How do we know? There ware hundreds of eligible Obama “midnight rules” that could have been eliminated under the CRA, but only 14 were eliminated (as unprecedented as that was). Further, it is notable that Congress hasn’t even eliminated new guidance under CRA procedures yet. There is solely this one reach-back on a years-old directive. Finally, there has been no appetite for going after “unreported” notice-and-comment rules, the existence of which rose to prominence before attention turned to guidance.

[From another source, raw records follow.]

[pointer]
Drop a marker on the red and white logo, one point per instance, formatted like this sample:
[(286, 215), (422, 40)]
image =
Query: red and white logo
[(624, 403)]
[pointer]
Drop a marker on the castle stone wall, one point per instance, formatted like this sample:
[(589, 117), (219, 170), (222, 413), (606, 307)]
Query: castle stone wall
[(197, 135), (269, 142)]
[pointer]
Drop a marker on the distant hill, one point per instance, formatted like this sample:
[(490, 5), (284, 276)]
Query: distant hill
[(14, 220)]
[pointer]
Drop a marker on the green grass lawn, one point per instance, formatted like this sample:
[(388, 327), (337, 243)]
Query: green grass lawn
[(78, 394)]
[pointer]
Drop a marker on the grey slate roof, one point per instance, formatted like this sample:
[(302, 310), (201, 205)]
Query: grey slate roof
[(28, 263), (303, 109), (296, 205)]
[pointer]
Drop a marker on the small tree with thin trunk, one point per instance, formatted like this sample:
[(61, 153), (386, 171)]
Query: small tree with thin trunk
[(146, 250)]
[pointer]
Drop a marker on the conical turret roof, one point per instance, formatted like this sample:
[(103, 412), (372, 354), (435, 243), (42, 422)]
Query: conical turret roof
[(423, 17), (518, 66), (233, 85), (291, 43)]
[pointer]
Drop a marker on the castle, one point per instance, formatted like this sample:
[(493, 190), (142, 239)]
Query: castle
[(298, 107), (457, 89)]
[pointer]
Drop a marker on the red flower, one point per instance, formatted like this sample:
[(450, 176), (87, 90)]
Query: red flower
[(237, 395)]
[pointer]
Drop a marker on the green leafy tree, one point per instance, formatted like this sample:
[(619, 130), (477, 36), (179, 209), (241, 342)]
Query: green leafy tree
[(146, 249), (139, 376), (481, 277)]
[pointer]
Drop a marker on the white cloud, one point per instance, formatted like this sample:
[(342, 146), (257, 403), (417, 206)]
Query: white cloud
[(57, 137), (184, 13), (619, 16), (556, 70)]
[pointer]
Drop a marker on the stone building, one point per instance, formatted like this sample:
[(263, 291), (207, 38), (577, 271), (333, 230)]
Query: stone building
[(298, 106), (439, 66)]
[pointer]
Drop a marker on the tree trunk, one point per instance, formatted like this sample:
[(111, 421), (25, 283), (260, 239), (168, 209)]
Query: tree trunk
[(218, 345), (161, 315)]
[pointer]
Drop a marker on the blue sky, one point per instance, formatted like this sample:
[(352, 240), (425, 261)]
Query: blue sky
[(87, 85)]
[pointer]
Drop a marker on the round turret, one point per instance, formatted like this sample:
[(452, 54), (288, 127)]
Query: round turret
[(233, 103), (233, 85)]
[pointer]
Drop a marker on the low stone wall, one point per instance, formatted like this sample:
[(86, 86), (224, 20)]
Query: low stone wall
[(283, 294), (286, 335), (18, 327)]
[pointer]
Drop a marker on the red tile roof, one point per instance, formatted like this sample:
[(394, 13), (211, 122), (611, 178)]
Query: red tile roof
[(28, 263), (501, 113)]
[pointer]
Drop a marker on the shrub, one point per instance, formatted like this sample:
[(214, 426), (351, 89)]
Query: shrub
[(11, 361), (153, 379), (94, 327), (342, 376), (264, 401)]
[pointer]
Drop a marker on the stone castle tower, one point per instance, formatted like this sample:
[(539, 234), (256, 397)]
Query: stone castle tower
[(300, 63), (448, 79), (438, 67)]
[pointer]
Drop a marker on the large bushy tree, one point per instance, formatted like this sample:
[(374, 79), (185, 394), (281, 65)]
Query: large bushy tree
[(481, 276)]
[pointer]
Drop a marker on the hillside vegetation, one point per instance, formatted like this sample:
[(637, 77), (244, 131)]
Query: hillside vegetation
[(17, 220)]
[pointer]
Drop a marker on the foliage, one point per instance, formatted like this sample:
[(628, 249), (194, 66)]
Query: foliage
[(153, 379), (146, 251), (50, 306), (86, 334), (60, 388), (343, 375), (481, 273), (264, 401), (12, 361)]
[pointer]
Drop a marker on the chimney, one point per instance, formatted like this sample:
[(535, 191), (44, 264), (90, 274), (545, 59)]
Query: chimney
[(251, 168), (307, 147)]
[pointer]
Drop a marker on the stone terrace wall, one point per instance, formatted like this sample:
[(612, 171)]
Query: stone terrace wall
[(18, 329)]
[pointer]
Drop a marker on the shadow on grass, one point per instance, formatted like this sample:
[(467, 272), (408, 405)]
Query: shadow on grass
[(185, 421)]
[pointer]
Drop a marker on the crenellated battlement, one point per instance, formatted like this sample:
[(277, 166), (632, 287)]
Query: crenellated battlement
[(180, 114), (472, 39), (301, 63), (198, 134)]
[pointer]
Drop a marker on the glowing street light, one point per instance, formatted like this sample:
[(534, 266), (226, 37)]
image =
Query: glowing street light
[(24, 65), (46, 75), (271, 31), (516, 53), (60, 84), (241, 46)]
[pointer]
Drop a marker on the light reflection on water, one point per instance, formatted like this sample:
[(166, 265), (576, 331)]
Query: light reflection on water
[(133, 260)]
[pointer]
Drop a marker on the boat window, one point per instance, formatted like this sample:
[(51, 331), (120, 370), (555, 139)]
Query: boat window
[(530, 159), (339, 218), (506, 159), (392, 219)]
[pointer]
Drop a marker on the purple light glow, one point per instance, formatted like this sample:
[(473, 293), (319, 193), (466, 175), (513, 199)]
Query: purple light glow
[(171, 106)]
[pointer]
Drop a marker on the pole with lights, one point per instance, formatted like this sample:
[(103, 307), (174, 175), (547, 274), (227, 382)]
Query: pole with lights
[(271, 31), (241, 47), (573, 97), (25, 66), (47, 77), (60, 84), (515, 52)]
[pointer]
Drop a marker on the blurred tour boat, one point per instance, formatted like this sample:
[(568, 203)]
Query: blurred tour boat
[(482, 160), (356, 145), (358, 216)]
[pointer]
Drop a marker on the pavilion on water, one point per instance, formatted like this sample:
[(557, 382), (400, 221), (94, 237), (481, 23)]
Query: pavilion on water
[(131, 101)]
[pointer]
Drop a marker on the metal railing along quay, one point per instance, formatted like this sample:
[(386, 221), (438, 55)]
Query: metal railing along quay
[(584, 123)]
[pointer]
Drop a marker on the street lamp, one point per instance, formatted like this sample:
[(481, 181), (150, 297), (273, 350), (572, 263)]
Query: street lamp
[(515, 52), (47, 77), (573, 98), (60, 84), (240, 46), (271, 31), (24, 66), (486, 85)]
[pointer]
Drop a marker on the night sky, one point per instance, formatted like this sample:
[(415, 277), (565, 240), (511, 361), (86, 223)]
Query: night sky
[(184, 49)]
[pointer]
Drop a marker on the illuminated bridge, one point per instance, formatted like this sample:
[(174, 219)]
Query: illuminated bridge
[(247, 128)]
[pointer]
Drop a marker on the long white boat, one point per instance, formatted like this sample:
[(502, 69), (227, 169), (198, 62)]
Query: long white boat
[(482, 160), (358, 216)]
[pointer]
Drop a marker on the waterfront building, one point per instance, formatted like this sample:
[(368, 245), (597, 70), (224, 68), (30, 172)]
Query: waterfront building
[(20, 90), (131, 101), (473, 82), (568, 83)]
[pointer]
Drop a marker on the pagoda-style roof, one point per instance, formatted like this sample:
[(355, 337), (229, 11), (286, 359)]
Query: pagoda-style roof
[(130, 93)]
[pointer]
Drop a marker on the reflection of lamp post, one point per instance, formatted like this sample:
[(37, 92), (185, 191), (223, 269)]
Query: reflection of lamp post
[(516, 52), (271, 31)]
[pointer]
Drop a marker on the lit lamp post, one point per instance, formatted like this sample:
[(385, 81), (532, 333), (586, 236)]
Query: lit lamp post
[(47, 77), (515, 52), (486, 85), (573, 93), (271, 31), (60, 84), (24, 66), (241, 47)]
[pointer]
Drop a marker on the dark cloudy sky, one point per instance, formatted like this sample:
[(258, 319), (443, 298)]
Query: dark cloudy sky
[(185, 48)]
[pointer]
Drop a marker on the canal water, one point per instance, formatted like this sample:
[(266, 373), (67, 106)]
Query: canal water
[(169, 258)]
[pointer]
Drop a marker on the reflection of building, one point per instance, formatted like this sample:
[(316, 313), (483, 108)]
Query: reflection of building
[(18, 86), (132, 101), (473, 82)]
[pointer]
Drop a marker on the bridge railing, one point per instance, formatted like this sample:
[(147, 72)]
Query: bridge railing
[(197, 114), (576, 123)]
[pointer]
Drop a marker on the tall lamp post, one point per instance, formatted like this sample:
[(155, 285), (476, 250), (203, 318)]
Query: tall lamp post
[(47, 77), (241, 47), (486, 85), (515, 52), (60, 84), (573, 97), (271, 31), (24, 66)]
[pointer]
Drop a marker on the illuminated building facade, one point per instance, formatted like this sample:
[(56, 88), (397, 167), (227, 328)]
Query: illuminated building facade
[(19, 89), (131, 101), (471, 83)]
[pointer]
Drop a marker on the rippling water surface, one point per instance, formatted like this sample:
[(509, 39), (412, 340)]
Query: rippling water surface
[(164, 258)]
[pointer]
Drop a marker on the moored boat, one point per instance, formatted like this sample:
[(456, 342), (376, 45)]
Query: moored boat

Congress is going about addressing this issue backward. Rather than more letters to GAO asking if one particular agency action is a “rule” (we know they all are), what we need instead is a GAO catalog of guidance documents in effect that were submitted to Congress and GAO as required. Anything not on the list would not have been properly submitted.

I think it would be a short list, and a House Committee on Oversight and Government Reform report called Shining Light on Regulatory Dark Matter seems to affirm that: “Of the more than 13,000 guidance documents [since 2008] identified for the Committee, only 189 were submitted to Congress and the Government Accountability Office (GAO) in accordance with the CRA.”

If many rules and potentially regulatory (in effect if not law) directives are technically invalid, yet citizens bow to them anyway, the administrative state itself is invalid. This borders on a serious crisis of constitutional governance.

You see the trouble. Congress’s relinquishment of its genuine authority, its failure to steadfastly maintain its constitutional lawmaking power, is precisely how the administrative state achieves the permanence that may be inadvertently cemented further now. Tweaks and non-fundamental one-off pushbacks in the face of massive passive-aggressive agency power grabs mean a growing state.

While I appreciate the rollback of the CFPB guidance, there is arguably no need to repeal such directives, they may be simply invalid. If so, the approach being taken risks legitimizing the entire remaining body of illegitimate rules against which no action is being taken, nor likely ever will be taken.